Thursday, 3 January 2013

Becky's Guide To Life: Employment Enjoyment

Part 1: How To Suck All Potential Fun Out Of Your Work Day

1. Look at the clock every twelve seconds and complain about how it seems to be moving backwards.

2. Think and talk incessantly about food from the second bum is planted on seat.

3. Over think everything you say to your colleagues. They obviously all think you're a massive tool.

4. Complain about being bored whilst staring wistfully into space.

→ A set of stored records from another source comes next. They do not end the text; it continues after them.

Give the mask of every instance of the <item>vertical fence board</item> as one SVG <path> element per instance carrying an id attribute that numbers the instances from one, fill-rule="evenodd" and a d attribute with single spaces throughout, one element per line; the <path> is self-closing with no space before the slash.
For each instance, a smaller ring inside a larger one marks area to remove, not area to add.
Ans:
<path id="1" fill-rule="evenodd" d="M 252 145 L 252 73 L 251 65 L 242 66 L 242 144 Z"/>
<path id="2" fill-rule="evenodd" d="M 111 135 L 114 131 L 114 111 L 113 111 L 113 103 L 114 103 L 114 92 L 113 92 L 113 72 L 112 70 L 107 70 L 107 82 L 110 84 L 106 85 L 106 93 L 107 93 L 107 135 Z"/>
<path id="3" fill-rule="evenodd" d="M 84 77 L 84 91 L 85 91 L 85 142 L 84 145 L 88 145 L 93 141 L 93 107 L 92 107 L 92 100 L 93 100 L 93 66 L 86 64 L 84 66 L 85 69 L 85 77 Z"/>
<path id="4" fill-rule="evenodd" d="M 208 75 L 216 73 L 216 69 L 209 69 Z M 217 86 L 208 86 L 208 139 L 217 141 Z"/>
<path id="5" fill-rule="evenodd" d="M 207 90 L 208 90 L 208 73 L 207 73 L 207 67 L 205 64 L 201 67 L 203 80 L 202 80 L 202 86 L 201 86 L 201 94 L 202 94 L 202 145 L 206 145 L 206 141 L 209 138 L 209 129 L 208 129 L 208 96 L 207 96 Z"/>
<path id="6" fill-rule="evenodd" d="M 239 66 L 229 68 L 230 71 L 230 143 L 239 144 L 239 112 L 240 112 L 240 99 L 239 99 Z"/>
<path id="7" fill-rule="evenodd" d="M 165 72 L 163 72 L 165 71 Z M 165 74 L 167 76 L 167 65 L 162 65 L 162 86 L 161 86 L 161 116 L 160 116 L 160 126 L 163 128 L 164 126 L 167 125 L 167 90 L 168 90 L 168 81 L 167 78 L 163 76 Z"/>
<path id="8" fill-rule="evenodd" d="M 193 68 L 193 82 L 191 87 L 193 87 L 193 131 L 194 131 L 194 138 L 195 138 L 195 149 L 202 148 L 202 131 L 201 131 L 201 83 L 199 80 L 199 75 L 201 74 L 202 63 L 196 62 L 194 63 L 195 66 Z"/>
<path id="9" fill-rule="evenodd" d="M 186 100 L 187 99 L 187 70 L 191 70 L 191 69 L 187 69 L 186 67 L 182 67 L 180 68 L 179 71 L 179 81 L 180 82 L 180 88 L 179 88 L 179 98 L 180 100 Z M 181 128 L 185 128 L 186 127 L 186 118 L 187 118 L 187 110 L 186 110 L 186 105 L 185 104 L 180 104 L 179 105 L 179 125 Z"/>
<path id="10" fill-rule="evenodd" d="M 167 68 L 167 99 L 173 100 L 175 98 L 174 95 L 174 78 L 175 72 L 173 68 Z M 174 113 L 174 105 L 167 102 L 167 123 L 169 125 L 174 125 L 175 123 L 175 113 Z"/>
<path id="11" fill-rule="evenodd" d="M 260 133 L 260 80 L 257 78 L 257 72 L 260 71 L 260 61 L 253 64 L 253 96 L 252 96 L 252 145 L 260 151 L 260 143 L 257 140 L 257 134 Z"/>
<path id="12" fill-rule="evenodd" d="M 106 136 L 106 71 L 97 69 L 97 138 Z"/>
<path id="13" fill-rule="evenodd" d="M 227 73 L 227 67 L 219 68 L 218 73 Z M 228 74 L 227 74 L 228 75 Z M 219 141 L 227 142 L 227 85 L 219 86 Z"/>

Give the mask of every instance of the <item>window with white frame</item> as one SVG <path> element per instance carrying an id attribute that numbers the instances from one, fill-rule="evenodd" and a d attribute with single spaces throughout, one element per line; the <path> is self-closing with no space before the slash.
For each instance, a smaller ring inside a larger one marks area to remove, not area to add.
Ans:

Pick at nails.

5. Sigh.

6. Bury every bit of criticism management give you in brain for use during future meltdowns and "oh fuck, I'm getting fired!!!" Crises.

7. Avoid conversation with colleagues where possible.

8. Look at the clock some more.

9. Decide you hate any and all customers before you speak with them.

10. Fantasise about other, better jobs you could be doing right now because you're, like, so under appreciated in this one....pick nails and look at clock.

Part 2: Holy Beeps, Bruce, This Is Fun!! AKA How To Enjoy Your Job (even if you're not a cake tester or super hero.... Yet)

1. Take full advantage of spinny chairs. Wheeeeee!!

2. Doodle whenever the opportunity arises.

3. Laugh along at all the brilliant, ridiculous things your peers tell you. Feel inwardly chuffed when they laugh with (*cough*at*cough*) you.

4. Get stuck the fuck in. Whatever you're doing. Enthusiasm = faster hours (not too much enthusiasm, though. I once smacked myself in the face with a phone before I could bellow any "hello"s down it).

5. Smile. But only if you feel like it.

6. Build something out of paperclips/stationary... E.g binder clip robot

7. Make effort to recall weird customers, and later regale others with tales of their screwiness for mid afternoon giggles. Unless you're a psychiatrist. Confidentiality and that...

8. If someone brings in cake, love them forever, eat the cake, and spend the following week reminding everyone how good the cake was, so that people feel obliged to bring in more cake.


9. Drink so much coffee that you leave the office in spirit and enter a new dimension where everything takes on a buzzy, cartoonish quality (when in reality, you're freaking your co workers out by giggling and shivering at them).

10. Realise that, despite the ghoulish mass moaning about the pay, the hours, the boredom etc etc, you probably never would have had the luck to meet any of the people you get to spend at least 8hours a day with, faffing,laughing and eating, five days a week if you hadn't worked there. And you know for a fact, that wherever your life takes you next, you know you'll remember the good WAY more than the bad, and part of you might even miss it a little.